株元に手を添え、鉢ごと逆さにしてゆすってみました。
すると、買ったときと全く大きさの根鉢がポロリと転がり出てきました。
周りの土と全く馴染んでいないので、根鉢の分だけキレイに抜け落ちました。
なんと、買ったときから今まで、全く根が張っていなかったのです。
根鉢は茶色の根で覆われていました。
カッスカッスの茶色い根。まるで屍のよう。
ん?根鉢の底面から何か白っぽいものが出てるぞ??
なんと、根鉢の底面の中心部分から、白い根がニョロりと伸びていました。一本だけ。
私は状況を察しました。
茶色の枯れた根が絡まって新しい根が広がることができず、わずかに見つけた隙間から辛うじてコンニチワしていたのです。

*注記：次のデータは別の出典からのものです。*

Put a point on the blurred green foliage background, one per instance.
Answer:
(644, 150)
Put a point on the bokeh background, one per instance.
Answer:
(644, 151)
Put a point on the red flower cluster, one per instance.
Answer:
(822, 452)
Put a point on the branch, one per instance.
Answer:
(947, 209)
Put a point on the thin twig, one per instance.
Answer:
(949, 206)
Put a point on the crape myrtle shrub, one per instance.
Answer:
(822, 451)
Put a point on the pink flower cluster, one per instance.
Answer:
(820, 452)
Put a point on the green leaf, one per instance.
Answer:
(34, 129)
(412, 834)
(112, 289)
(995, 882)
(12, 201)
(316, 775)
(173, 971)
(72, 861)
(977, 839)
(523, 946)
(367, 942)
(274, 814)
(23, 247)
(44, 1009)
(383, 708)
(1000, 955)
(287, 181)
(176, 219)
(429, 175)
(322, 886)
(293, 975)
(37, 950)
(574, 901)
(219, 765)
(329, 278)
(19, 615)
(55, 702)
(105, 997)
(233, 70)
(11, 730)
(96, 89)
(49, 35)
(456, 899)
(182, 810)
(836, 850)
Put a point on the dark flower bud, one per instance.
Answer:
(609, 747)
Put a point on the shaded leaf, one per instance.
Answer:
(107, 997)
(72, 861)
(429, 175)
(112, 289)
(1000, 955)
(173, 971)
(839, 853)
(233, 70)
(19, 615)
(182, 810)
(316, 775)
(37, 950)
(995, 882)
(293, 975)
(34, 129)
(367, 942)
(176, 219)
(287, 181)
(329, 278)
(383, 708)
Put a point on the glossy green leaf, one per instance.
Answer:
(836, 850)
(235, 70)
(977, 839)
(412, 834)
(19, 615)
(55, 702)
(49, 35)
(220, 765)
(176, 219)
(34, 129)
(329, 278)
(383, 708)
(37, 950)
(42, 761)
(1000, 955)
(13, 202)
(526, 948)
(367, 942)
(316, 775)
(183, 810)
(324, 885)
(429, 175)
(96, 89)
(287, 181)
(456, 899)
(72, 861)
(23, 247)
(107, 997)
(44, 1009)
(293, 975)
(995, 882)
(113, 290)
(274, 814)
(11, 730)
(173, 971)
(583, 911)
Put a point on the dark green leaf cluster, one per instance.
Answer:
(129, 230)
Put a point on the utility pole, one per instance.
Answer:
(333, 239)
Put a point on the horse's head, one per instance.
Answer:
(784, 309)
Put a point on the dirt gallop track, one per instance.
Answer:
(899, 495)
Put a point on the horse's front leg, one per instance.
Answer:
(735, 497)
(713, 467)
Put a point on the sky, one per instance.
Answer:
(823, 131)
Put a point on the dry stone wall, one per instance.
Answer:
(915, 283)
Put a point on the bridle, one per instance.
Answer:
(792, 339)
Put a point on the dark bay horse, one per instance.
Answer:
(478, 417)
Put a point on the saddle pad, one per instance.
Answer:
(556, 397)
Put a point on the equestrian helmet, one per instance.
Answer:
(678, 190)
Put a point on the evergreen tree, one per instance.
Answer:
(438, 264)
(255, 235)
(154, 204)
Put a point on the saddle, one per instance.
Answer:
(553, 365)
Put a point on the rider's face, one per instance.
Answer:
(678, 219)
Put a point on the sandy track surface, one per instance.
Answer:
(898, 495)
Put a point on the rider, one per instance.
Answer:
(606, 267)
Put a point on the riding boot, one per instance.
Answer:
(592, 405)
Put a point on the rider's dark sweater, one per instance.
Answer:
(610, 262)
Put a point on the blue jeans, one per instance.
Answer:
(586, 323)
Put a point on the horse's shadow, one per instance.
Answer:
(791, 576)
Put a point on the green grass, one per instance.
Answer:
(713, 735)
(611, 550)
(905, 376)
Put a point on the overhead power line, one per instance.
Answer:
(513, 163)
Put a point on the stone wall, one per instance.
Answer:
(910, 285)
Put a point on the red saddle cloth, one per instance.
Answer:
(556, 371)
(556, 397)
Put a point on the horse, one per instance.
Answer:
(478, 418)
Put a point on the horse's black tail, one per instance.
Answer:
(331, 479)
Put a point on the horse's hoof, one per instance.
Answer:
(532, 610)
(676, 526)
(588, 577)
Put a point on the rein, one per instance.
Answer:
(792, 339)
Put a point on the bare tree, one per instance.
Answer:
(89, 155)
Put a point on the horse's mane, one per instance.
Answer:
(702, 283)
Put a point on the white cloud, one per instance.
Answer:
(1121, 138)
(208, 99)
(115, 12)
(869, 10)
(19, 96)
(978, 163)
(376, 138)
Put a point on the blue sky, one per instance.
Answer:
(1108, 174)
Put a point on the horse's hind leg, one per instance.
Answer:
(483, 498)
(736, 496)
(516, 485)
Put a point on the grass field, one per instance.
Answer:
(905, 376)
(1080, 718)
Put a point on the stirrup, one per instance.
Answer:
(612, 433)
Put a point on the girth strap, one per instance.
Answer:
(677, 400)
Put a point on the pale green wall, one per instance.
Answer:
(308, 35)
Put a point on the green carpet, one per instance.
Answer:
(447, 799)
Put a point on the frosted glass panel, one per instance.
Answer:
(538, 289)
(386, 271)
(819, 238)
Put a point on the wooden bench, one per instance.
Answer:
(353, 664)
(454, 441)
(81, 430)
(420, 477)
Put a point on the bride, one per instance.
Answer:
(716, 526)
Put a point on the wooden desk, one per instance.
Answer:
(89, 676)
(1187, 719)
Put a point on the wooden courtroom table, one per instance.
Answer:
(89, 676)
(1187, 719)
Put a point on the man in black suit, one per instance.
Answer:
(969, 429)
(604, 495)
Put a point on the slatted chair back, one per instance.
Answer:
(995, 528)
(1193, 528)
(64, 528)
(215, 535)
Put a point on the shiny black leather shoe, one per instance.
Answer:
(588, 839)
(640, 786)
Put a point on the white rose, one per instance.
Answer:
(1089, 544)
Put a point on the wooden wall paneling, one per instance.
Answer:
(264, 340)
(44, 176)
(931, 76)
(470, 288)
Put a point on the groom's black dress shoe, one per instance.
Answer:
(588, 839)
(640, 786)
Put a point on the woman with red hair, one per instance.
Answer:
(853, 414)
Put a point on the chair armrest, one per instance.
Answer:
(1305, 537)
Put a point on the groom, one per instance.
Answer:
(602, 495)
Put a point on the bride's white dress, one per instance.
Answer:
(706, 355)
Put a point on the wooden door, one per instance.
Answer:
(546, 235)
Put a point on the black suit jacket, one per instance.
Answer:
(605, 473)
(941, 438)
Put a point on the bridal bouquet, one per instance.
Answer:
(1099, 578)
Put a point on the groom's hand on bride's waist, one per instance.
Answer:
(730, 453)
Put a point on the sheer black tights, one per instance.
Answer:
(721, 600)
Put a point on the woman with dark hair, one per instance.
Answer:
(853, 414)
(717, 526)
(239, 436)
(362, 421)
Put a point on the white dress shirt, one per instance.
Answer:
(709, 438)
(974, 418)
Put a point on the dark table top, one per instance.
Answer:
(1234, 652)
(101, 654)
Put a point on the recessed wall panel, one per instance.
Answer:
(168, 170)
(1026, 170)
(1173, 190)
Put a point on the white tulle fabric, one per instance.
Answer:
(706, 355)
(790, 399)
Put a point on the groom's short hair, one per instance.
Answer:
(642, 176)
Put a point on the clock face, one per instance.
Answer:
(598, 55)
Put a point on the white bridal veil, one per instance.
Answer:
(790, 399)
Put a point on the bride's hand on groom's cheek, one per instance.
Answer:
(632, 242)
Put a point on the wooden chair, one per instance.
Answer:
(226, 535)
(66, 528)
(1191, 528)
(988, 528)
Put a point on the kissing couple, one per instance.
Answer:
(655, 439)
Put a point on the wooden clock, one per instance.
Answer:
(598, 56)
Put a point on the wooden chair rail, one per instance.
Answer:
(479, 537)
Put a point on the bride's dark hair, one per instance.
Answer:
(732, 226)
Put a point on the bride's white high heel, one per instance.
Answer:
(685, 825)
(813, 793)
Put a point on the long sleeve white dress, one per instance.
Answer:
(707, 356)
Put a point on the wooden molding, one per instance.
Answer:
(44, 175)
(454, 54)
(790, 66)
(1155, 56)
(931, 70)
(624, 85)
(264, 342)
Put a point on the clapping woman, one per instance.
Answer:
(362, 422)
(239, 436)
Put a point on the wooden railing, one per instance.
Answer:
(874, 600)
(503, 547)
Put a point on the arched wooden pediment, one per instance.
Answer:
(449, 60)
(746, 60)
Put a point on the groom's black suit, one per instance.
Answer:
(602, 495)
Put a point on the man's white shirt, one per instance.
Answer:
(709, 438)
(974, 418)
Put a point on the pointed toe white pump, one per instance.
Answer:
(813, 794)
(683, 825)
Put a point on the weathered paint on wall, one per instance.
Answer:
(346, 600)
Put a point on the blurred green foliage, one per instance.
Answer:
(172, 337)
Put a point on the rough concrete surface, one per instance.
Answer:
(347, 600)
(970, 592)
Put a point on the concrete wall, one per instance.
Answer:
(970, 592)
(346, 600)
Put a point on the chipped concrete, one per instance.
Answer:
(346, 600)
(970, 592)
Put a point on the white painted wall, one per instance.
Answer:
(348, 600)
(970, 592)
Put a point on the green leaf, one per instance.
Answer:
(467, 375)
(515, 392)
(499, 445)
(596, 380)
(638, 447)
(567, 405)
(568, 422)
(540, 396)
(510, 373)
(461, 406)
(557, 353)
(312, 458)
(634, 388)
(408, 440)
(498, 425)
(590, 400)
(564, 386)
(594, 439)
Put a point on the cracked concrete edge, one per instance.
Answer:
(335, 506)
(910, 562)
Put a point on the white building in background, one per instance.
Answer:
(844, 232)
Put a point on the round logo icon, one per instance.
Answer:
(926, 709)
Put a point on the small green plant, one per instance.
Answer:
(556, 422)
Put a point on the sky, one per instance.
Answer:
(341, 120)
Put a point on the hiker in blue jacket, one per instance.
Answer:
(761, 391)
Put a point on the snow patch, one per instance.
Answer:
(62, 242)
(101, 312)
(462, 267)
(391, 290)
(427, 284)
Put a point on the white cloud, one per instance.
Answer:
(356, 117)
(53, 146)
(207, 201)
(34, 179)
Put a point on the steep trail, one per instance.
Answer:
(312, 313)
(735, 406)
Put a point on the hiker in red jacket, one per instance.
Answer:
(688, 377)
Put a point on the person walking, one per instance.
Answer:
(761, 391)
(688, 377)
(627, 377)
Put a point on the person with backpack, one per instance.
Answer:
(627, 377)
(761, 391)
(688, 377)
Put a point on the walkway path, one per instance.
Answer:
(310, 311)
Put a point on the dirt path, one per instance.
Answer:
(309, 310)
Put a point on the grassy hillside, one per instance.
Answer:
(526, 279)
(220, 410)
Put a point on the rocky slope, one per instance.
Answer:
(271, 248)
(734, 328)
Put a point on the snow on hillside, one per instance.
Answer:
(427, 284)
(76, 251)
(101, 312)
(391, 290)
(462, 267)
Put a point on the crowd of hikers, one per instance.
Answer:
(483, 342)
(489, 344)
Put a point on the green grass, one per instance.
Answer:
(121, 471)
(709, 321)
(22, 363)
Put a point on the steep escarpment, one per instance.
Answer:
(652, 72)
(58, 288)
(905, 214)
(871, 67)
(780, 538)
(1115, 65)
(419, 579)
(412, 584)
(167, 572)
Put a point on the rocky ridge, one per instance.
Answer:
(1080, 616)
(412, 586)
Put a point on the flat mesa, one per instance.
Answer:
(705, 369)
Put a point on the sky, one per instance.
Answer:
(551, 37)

おそらく、お店で水切れを何度も繰り返したせいで、根鉢全体が死に、我が家に来てから伸びた根がうまく広がることができなかったのでしょう。
思えば、買ってきた時から根鉢は真っ茶色でした。ちゃんと見ていました。でも、当時は園芸に関してかなり無知だったので、根が死んでいるとは思わなかったのです。
今さらお店の管理を恨んでも時すでにお寿司🍣
緊急オペをします。
(母からアドバイスを貰いました。)
まず、茶色くなった根を清潔なハサミで切り取ります。そして、5号鉢に植え替えます。(普通の草花用培養土を使いました)蒸散を抑えるため、葉をだいたい切ってしまいます。(枝の先についている、緑色の若い葉は残します。ちょっとでも黄色くなっている葉はカット。)
あとは、不織布で株全体を覆い、明るい日陰に置いて終わりです。(朝だけ日が当たる場所で、かつ、他の植物の影になる場所に置きました。)
あとは見守ることしかできません。
寒い冬を乗り切れるか心配です。
そして、クチナシは冬をなんとか乗り切りました。
大きくもなりませんでしたが、葉を落とすこともなく、現状を維持しました。
そして、春になり、暖かくなると新芽が出てきました!
新芽はゆっくりと伸び、やがて立派な葉をつけました。
めでたしめでたし。
見事、クチナシは復活を遂げました。
オペの翌々年には花も咲きました。
そこから3年間、今に至るまで毎年花を咲かせてくれます。
クチナシが無事復活を遂げた理由を分析すると、以下の通りでしょう。
・古くなった根が絡まっていた部分を切り取ったことで新しい根が生育できるようになった。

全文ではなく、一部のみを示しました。